NVIDIA / nvidia-container-toolkit

Build and run containers leveraging NVIDIA GPUs
Apache License 2.0
2.17k stars 237 forks source link

Getting the following error trying to run an Nvidia/Cuda container in Windows 10: Auto-detected mode as 'legacy' nvidia-container-cli: initialization error: WSL environment detected but no adapters were found: unknown #155

Open dantamont opened 1 year ago

dantamont commented 1 year ago

I can't find info on this error anywhere! I am running Docker Desktop with WSL. My docker compose file looks like this:

version: '3'
services:
    app:
      container_name: "sd"
      build: .
      ports:
      - 8080:8080                        # <LOCAL_PORT>:<CONTAINER_PORT>
      command: nvidia-smi
      tty: true # Make windows happy to keep terminal open
      stdin_open: true # Make windows happy to keep terminal open
      deploy:
        resources:
          reservations:
            devices:
            - driver: nvidia
              capabilities:
                - gpu
                - utility # nvidia-smi
                - compute # CUDA. Required to avoid "CUDA version: N/A"
                - video   # NVDEC/NVENC. For instance to use a hardware accelerated ffmpeg. Skip it if you don't need it

And my docker file is simply:

FROM nvidia/cuda:11.8.0-cudnn8-devel-ubuntu20.04

I don't even know where to start investigating this. Where could things be going wrong? The nvidia-smi command works properly on my host machine, just not within the container.
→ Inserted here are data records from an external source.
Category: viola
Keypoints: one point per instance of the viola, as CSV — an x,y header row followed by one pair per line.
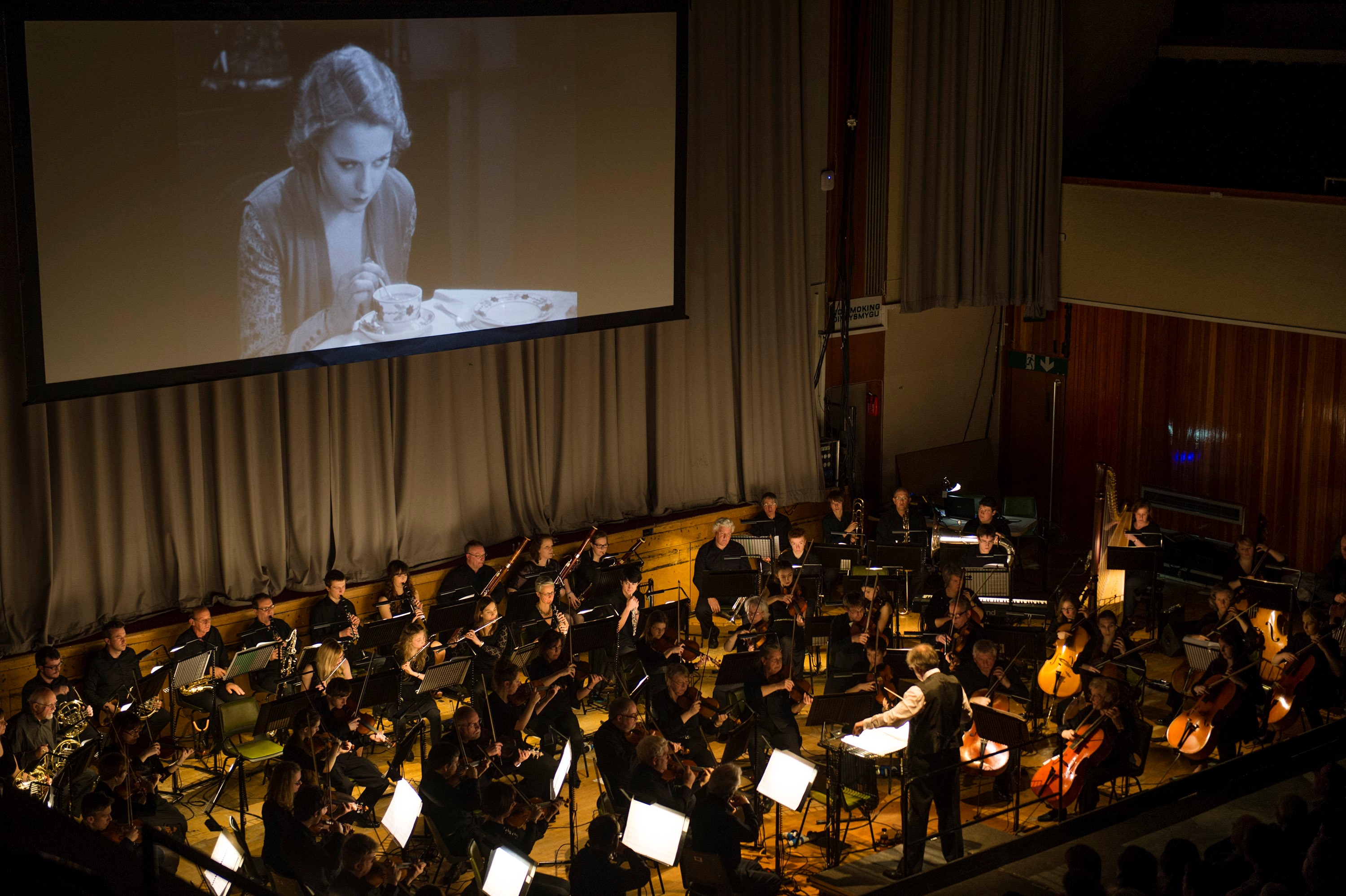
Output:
x,y
1061,778
1058,676
1194,732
dantamont commented 1 year ago

Disappointingly, based on this thread, it seems impossible to run CUDA on my GTX 1080, which is very disappointing. Would love to be wrong about this, though! It'd be great if there was a way to set the persistence mode on in Windows 10.

noahheldt commented 1 year ago

Disappointingly, based on this thread, it seems impossible to run CUDA on my GTX 1080, which is very disappointing. Would love to be wrong about this, though! It'd be great if there was a way to set the persistence mode on in Windows 10.
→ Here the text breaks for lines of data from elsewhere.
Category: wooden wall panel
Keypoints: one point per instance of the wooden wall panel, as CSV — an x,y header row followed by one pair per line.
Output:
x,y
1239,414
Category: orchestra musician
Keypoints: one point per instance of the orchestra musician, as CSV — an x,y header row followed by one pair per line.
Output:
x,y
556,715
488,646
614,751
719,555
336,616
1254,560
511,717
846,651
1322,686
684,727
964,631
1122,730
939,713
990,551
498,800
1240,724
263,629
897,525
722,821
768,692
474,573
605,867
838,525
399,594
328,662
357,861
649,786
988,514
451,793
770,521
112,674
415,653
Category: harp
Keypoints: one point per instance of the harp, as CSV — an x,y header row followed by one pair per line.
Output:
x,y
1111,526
I had the same problem as you and after searching for days I finally found a fix that worked worked for me:

Fix

If you are on Windows 10 you need to upgrade the OS to Version 21H2 according to this thread.

How To

To check on which version you are open a terminal and use winver If you are on 21H1:

After the installation check again with winver that it actually updated, as in the linked thread it is mentioned that the update assistant sometimes incorrectly reports the update even though it hasn't been installed.

Test it

I then tested it in a WSL terminal with sudo docker run --rm --gpus all nvidia/cuda:11.0.3-base-ubuntu20.04 nvidia-smi.
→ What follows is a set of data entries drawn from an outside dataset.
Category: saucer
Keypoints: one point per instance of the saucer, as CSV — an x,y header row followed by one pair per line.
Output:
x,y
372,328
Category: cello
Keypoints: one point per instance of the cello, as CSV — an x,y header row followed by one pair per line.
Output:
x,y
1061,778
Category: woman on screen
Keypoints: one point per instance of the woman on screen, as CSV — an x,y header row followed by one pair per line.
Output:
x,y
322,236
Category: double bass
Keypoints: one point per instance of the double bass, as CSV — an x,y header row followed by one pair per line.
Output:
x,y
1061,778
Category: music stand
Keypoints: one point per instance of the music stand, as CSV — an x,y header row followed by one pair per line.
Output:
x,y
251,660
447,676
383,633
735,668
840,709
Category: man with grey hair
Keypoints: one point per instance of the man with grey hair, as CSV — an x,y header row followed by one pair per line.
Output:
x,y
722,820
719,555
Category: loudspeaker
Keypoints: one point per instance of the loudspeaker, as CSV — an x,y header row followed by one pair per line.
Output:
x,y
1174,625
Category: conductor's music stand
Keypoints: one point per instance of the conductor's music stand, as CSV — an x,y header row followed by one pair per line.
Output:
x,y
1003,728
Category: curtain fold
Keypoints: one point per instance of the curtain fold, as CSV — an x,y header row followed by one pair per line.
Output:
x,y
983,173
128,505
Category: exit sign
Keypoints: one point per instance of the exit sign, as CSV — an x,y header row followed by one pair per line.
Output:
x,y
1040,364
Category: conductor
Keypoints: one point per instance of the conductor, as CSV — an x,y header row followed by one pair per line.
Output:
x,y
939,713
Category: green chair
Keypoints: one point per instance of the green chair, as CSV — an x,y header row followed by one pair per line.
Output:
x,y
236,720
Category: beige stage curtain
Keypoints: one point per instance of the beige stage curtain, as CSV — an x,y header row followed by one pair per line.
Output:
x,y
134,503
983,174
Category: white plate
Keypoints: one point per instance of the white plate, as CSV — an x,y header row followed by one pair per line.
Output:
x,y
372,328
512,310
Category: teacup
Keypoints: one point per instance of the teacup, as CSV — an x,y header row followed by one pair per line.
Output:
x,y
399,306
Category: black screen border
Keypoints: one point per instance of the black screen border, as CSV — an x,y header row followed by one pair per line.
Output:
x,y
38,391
If that still doesn't work for you, make sure WSL2 and Docker are set up according to the Docker Guide and that the Linux x86 CUDA Toolkit is set up as mentioned in this guide from Nvidia.

Rom1deTroyes commented 1 year ago

Disappointingly, based on this thread, it seems impossible to run CUDA on my GTX 1080, which is very disappointing. Would love to be wrong about this, though! It'd be great if there was a way to set the persistence mode on in Windows 10.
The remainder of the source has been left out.